After his release from an American prisoner of war camp in 1946, Dehmelt returned to his study of physics at the University of Göttingen, where he supported himself by repairing and bartering old, pre-war radio sets. He completed his master's thesis in 1948 and received his PhD in 1950, both from the University of Göttingen. He was then invited to Duke University as a postdoctoral associate, emigrating in 1952. Dehmelt became an assistant professor at the University of Washington in Seattle, Washington in 1955, an associate professor in 1958, and a full professor in 1961.

In 1955 he built his first electron impact tube in George Volkoff's laboratory at the University of British Columbia and experimented on paramagnetic resonances in polarized atoms and free electrons. In the 1960s, Dehmelt and his students worked on spectroscopy of hydrogen and helium ions. The electron was finally isolated in 1973 with David Wineland, who continued work on trapped ions at NIST.

He created the first geonium atom in 1976, which he then used to measure precise magnetic moments of the electron and positron with R. S. Van Dyck into the 1980s, work that led to his Nobel prize. In 1979 Dehmelt led a team that took the first photo of a single atom. He continued work on ion traps at the University of Washington, until his retirement in October 2002.
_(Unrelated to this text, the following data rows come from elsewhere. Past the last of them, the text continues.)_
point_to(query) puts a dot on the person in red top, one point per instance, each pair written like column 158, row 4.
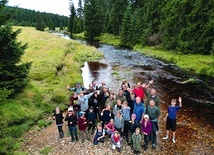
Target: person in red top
column 116, row 139
column 146, row 130
column 82, row 124
column 139, row 90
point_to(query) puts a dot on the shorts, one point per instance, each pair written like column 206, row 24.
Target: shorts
column 171, row 124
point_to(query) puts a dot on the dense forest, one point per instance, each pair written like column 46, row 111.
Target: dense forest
column 179, row 25
column 26, row 17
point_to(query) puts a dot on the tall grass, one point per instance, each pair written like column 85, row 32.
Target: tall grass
column 56, row 62
column 195, row 63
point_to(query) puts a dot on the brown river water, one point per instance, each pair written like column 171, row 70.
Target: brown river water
column 195, row 125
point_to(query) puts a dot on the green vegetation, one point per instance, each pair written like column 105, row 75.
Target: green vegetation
column 179, row 25
column 56, row 62
column 26, row 17
column 195, row 63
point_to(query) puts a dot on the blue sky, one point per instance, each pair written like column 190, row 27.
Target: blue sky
column 60, row 7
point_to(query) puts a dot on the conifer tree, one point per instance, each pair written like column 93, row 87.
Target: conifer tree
column 126, row 27
column 72, row 18
column 93, row 14
column 13, row 73
column 40, row 23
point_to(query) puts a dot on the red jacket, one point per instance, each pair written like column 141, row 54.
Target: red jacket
column 148, row 128
column 81, row 124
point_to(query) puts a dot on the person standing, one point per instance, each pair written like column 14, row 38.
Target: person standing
column 138, row 110
column 170, row 118
column 136, row 139
column 146, row 129
column 72, row 123
column 58, row 117
column 153, row 112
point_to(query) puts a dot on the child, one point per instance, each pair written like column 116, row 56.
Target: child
column 91, row 119
column 99, row 134
column 73, row 103
column 105, row 115
column 132, row 126
column 153, row 113
column 82, row 123
column 116, row 139
column 136, row 139
column 126, row 117
column 95, row 103
column 146, row 129
column 117, row 107
column 72, row 122
column 58, row 116
column 110, row 127
column 170, row 118
column 119, row 122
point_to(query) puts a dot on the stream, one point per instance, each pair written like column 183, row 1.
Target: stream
column 170, row 81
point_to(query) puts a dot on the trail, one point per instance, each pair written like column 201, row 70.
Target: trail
column 192, row 138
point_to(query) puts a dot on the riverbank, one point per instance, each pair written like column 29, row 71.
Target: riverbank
column 56, row 62
column 193, row 63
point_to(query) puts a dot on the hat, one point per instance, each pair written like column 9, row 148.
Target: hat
column 134, row 116
column 70, row 108
column 146, row 116
column 81, row 113
column 91, row 107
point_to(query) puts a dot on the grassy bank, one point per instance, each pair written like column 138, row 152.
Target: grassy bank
column 56, row 62
column 194, row 63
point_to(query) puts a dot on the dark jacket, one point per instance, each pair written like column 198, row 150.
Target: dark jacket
column 91, row 117
column 72, row 118
column 59, row 118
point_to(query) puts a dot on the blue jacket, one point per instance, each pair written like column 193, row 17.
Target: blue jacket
column 138, row 110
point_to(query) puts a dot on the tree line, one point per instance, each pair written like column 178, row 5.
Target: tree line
column 179, row 25
column 40, row 20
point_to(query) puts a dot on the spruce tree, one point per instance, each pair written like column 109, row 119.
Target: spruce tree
column 94, row 17
column 125, row 34
column 71, row 25
column 40, row 23
column 13, row 73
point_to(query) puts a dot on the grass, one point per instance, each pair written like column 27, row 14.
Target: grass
column 56, row 62
column 194, row 63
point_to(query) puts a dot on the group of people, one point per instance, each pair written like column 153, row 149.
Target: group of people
column 100, row 112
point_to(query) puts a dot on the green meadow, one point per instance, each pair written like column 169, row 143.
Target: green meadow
column 56, row 62
column 194, row 63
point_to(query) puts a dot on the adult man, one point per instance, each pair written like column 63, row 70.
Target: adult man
column 138, row 109
column 153, row 113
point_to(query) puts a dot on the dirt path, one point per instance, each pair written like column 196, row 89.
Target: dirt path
column 192, row 138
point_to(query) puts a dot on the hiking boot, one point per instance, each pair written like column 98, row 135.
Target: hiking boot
column 165, row 138
column 145, row 148
column 83, row 140
column 118, row 149
column 77, row 139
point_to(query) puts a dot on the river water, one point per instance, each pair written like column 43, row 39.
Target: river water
column 119, row 64
column 170, row 81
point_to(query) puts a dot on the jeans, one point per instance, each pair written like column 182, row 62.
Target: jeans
column 96, row 137
column 60, row 130
column 146, row 140
column 72, row 131
column 152, row 136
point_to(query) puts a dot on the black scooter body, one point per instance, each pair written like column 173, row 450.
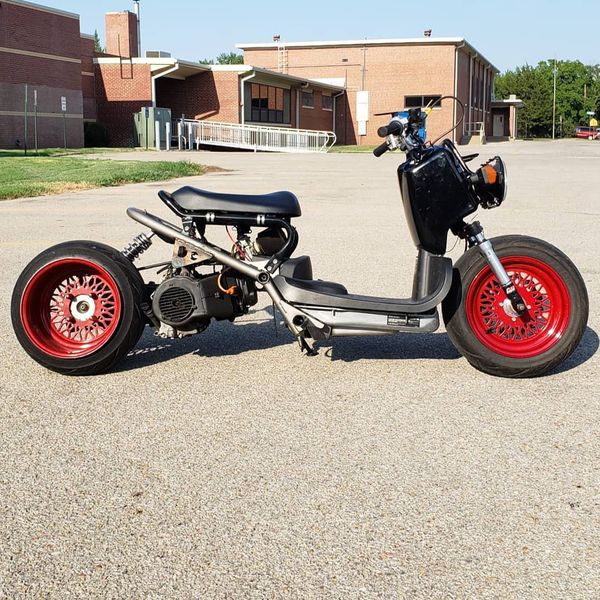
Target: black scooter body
column 435, row 195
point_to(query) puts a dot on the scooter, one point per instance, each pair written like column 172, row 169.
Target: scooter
column 513, row 306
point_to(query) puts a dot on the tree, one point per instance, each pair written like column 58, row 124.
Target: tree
column 97, row 45
column 225, row 58
column 230, row 58
column 577, row 93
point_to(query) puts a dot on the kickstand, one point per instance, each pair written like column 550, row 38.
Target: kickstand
column 306, row 347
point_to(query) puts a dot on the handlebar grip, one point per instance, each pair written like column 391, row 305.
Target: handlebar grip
column 381, row 149
column 392, row 128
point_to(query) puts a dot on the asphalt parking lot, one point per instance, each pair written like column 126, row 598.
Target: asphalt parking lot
column 228, row 465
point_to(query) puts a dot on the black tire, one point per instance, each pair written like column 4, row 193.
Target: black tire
column 90, row 343
column 478, row 319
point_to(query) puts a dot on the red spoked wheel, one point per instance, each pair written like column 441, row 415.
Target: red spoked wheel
column 76, row 307
column 500, row 328
column 488, row 332
column 70, row 308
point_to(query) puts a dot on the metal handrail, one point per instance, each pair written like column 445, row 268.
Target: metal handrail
column 255, row 137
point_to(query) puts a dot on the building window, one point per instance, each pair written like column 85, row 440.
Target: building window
column 421, row 101
column 308, row 100
column 269, row 104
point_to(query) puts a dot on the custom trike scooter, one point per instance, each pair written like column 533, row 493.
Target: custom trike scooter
column 514, row 306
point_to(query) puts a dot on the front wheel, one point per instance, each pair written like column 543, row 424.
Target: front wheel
column 484, row 327
column 76, row 308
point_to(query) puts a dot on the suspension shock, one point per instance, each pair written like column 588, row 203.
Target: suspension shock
column 138, row 245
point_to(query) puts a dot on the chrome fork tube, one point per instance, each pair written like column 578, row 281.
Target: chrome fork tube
column 476, row 237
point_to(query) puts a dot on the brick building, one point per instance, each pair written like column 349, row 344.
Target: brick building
column 325, row 86
column 43, row 59
column 389, row 75
column 228, row 93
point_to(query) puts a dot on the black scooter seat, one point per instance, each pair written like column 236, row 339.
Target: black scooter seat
column 193, row 201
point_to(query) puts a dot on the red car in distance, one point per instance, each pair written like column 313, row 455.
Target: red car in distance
column 588, row 133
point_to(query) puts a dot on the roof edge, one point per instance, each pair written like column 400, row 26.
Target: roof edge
column 454, row 41
column 42, row 8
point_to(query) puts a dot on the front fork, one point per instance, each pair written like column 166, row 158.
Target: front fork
column 473, row 233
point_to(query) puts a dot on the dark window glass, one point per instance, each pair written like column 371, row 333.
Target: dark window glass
column 413, row 101
column 421, row 101
column 269, row 104
column 432, row 99
column 308, row 100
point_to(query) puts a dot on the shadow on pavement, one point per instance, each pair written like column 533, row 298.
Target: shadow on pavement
column 408, row 346
column 586, row 349
column 226, row 339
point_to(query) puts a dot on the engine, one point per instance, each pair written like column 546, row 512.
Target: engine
column 188, row 303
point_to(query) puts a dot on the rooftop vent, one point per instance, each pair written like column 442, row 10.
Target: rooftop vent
column 157, row 54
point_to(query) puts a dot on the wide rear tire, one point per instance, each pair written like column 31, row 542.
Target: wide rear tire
column 76, row 308
column 490, row 335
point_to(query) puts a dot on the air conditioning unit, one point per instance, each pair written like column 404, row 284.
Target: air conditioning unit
column 157, row 54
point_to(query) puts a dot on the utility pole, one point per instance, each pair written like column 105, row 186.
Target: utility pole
column 25, row 113
column 35, row 120
column 555, row 71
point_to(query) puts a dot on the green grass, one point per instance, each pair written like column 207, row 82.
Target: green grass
column 22, row 177
column 366, row 148
column 64, row 152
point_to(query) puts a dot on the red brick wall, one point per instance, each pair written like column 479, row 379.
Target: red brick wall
column 121, row 90
column 121, row 34
column 88, row 82
column 58, row 74
column 38, row 31
column 213, row 95
column 390, row 74
column 316, row 117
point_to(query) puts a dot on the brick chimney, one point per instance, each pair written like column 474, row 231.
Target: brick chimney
column 122, row 34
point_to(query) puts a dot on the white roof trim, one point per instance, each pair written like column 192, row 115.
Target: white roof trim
column 235, row 68
column 365, row 42
column 455, row 41
column 40, row 7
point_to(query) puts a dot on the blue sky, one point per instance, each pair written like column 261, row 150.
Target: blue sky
column 508, row 33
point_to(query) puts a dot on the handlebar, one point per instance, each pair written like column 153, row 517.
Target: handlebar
column 392, row 128
column 381, row 149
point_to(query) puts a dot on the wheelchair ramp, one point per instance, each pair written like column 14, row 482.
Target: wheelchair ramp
column 191, row 134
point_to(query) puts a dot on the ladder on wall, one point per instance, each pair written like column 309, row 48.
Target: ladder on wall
column 282, row 62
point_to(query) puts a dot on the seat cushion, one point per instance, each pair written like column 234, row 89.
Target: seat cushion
column 193, row 200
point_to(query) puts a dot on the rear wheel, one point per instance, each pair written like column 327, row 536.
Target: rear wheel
column 483, row 325
column 76, row 308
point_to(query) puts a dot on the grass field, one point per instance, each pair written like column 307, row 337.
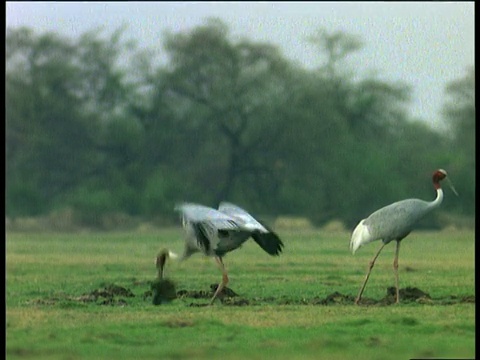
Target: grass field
column 48, row 316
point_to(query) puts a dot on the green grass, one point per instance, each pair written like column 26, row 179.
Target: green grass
column 47, row 272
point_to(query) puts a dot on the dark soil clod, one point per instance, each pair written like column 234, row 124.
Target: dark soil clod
column 163, row 291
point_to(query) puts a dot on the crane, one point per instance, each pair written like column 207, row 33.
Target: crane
column 395, row 222
column 217, row 232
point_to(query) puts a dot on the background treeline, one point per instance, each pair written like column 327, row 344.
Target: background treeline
column 97, row 125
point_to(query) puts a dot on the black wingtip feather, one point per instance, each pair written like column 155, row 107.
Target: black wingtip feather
column 270, row 242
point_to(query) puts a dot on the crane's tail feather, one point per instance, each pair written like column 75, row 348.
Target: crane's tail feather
column 360, row 236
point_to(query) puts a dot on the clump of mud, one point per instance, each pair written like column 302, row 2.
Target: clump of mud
column 163, row 291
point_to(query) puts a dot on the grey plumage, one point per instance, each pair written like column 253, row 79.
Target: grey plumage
column 217, row 232
column 394, row 222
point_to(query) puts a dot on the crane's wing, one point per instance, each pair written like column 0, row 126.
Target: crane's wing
column 261, row 233
column 243, row 218
column 195, row 213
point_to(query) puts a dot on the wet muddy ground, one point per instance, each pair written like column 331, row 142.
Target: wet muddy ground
column 164, row 292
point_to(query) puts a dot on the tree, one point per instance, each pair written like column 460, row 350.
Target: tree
column 459, row 114
column 227, row 94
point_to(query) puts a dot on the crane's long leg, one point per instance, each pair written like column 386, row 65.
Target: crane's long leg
column 370, row 267
column 224, row 278
column 395, row 268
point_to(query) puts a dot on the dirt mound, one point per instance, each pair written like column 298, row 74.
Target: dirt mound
column 163, row 291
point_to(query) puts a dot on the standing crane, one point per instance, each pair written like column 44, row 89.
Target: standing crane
column 395, row 222
column 217, row 232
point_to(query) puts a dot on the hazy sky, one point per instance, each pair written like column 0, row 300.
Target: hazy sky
column 423, row 44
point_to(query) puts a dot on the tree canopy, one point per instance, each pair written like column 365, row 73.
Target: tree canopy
column 95, row 124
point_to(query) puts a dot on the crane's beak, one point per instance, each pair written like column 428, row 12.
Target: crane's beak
column 451, row 186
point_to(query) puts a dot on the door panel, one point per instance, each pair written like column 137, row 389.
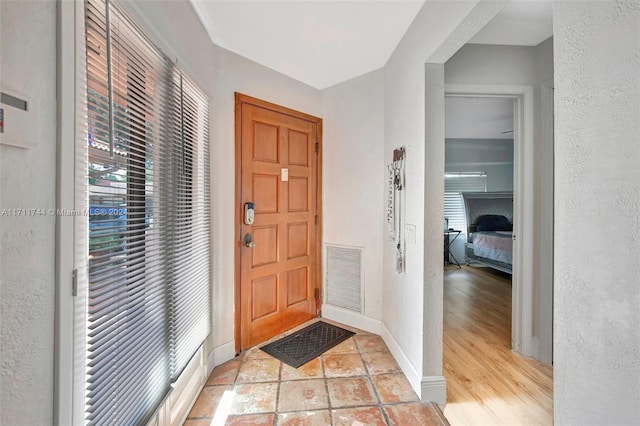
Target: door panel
column 278, row 276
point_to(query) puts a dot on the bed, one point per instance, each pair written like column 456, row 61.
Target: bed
column 489, row 229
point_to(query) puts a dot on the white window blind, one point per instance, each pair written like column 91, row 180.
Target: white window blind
column 148, row 260
column 454, row 185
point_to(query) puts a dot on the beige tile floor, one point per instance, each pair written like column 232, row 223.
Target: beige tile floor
column 356, row 383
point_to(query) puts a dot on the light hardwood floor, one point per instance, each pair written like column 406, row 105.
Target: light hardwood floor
column 487, row 383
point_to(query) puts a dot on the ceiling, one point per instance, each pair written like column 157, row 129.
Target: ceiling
column 478, row 118
column 324, row 42
column 320, row 43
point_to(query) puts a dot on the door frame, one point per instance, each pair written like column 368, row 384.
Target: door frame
column 522, row 340
column 240, row 100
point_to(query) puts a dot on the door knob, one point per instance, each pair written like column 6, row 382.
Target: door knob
column 248, row 242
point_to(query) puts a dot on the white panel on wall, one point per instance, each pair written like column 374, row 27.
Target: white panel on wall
column 344, row 277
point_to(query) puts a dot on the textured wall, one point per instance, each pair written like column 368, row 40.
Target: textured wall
column 27, row 180
column 597, row 227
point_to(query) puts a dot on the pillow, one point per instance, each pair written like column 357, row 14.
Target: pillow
column 494, row 222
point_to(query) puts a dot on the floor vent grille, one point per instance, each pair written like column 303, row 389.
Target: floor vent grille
column 344, row 277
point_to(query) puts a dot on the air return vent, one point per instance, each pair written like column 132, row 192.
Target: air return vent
column 344, row 277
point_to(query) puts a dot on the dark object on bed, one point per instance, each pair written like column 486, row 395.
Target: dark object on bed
column 494, row 222
column 488, row 213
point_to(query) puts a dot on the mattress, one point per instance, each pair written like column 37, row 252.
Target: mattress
column 494, row 245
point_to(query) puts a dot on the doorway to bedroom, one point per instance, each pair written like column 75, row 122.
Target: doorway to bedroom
column 479, row 363
column 493, row 307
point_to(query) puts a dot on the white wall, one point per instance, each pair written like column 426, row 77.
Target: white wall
column 403, row 294
column 354, row 178
column 597, row 231
column 476, row 64
column 27, row 255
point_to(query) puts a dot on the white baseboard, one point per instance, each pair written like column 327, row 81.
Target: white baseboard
column 409, row 370
column 535, row 348
column 434, row 389
column 352, row 319
column 220, row 355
In May 2010, he was honoured as one of Washington's Nobel laureates by Crown Princess Victoria of Sweden at a special event in Seattle.

He was married to Irmgard Lassow, now deceased, and the couple had a son, Gerd, also deceased. In 1989 Dehmelt married Diana Dundore, a physician.

Dehmelt died on March 7, 2017, in Seattle, Washington, aged 94.

==Awards and honors==
- Davisson-Germer Prize in 1970.
- Rumford Prize in 1985.
- Nobel Prize in Physics in 1989.
- Golden Plate Award of the American Academy of Achievement in 1990.
- National Medal of Science in 1995.